N° 1019 | Le 19 mai 2011 | Jacques Trémintin | Critiques de livres (accès libre)
Quand Romuald Avet parle du travail social, il le fait avec précision et excellence. Qu’on en juge. Les professionnels s’appuient sur une exigence imprescriptible : ne pas laisser autrui à son sort et consentir l’effort de lui rendre la possibilité d’une vie meilleure. Ils sont ces passeurs qui accompagnent les personnes en souffrance sur des chemins non balisés, avec des risques d’impasse et de zones d’ombre. Ils croisent des réalités fugaces, mouvantes, déconcertantes et ambiguës qui ne se prêtent ni à une mesure précise, ni à un calcul exact, ni à un raisonnement rigoureux.
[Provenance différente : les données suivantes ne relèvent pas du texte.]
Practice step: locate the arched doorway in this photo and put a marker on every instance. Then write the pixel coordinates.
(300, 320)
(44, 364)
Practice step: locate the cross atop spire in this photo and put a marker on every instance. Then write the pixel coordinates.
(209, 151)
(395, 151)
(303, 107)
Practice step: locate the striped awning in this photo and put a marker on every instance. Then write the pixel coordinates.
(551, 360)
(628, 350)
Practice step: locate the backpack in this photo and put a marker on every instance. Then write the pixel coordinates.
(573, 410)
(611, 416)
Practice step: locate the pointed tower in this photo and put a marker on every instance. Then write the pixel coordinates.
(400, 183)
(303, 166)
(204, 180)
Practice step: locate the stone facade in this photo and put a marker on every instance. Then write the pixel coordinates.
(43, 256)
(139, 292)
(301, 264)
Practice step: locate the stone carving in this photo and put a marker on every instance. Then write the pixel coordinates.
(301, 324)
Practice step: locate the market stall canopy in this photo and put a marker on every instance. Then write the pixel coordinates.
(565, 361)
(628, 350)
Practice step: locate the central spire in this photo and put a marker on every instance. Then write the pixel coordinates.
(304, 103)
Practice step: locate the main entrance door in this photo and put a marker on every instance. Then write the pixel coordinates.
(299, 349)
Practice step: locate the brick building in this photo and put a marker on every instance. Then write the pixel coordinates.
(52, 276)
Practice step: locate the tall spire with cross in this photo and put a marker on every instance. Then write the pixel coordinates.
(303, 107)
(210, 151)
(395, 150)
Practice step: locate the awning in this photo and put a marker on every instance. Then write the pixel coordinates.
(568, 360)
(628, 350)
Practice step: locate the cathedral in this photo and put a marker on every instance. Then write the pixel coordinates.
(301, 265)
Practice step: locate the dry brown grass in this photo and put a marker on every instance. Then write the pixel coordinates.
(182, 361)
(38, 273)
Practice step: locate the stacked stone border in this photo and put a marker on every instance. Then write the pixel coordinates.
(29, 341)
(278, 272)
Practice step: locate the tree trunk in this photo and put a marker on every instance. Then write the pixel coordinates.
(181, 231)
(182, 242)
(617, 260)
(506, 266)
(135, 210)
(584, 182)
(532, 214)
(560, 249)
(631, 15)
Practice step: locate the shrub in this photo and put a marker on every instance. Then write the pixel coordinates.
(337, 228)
Leur pratique se garde bien de figer les représentations, mais veille à laisser du temps, afin que les remaniements puissent s’opérer.
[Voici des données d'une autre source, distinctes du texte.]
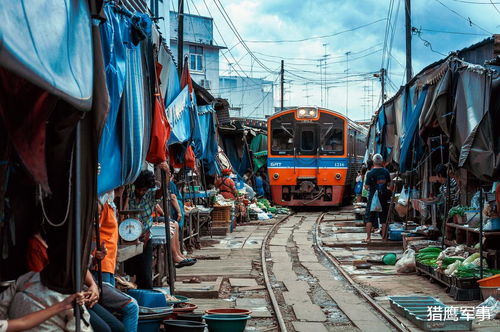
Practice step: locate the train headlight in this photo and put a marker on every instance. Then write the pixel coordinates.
(307, 112)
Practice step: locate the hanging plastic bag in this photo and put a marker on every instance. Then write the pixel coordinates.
(375, 206)
(358, 188)
(403, 197)
(406, 264)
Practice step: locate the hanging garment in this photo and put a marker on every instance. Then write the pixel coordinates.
(160, 131)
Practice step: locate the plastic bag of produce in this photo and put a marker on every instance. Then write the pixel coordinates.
(406, 264)
(375, 205)
(403, 197)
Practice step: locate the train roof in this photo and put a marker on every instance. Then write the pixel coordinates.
(350, 122)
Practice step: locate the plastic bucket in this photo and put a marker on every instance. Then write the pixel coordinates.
(149, 325)
(228, 311)
(184, 326)
(226, 323)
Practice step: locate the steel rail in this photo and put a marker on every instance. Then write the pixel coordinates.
(274, 302)
(396, 323)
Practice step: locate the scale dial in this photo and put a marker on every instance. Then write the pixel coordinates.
(130, 229)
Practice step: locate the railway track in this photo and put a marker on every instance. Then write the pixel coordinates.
(308, 288)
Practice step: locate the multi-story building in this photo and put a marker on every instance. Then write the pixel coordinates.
(199, 47)
(248, 97)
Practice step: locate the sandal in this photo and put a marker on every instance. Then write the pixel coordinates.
(185, 262)
(193, 280)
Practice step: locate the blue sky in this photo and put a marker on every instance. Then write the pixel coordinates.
(261, 22)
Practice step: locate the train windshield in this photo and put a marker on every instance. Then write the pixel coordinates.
(332, 135)
(282, 140)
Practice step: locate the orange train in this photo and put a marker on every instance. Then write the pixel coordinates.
(313, 156)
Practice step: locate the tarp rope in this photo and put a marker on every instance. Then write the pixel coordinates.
(69, 197)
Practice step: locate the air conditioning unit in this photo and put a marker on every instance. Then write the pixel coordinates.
(205, 84)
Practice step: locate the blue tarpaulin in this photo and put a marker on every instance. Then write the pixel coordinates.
(207, 135)
(178, 115)
(411, 117)
(121, 150)
(57, 56)
(110, 156)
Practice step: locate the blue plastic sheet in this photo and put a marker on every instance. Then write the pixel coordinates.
(49, 43)
(209, 138)
(411, 117)
(178, 115)
(122, 149)
(114, 53)
(133, 117)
À ce titre, elle ne peut se programmer et n’est réductible à aucune technique ou savoir-faire garanti et elle ne se plie ni à la logique de la preuve, ni au raisonnement causaliste et explicatif visant à l’objectivité. Les praticiens ne sont pas des entrepreneurs missionnés pour façonner des êtres en les rendant conformes aux normes sociales. C’est tout cela que la doxa néolibérale est en train de remettre en cause, en cherchant à imposer le règne des bonnes pratiques, des protocoles et des standards. La gestion n’est plus le moyen qui permet le soin. C’est le soin qui est en train de devenir l’outil pour améliorer la gestion. L’impératif de la performance prime de plus en plus la pensée : on mesure, on quantifie, on évalue, mais on ne s’interroge plus sur la rencontre inattendue et productrice de sens au cœur de l’acte. Le principe de l’efficacité règne en maître. La dimension subjective de l’homme disparaît derrière une conception mécanique et biologisante, le réduisant à la rationalité de ses actes. La relation d’aide laisse place à la gestion d’individus réduits à l’expression de leur handicap et identifiés à leur trouble.
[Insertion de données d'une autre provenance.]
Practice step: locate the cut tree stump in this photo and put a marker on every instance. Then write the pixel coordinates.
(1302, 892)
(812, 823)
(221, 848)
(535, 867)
Certes, Romuald Avet le reconnaît : « La parole de l’analyste arc-bouté sur sa théorie s’est parfois imposée comme un système d’interprétation ayant valeur de vérité » (p.35) devenant une orthodoxie sociale et un dogme oraculaire et hégémonique au service de cliniciens, plus avides de savoir et de pouvoir institutionnel que de volonté à déchiffrer les énigmes de leur pratique. Pourtant, à ses yeux, seule la psychanalyse est à même de s’opposer au dressage des pulsions et des comportements. Parce qu’elle place le sujet au centre du questionnement du praticien, parce qu’elle revendique une médiation humanisante, parce qu’elle refuse la commande sociale qui attend une prévention prédictive et objectivante et des résultats quantifiables. Reconnaissons que la qualité première de la clinique se situe bien dans cette approche philosophique qui propose un pacte éthique et ontologique résolument humaniste.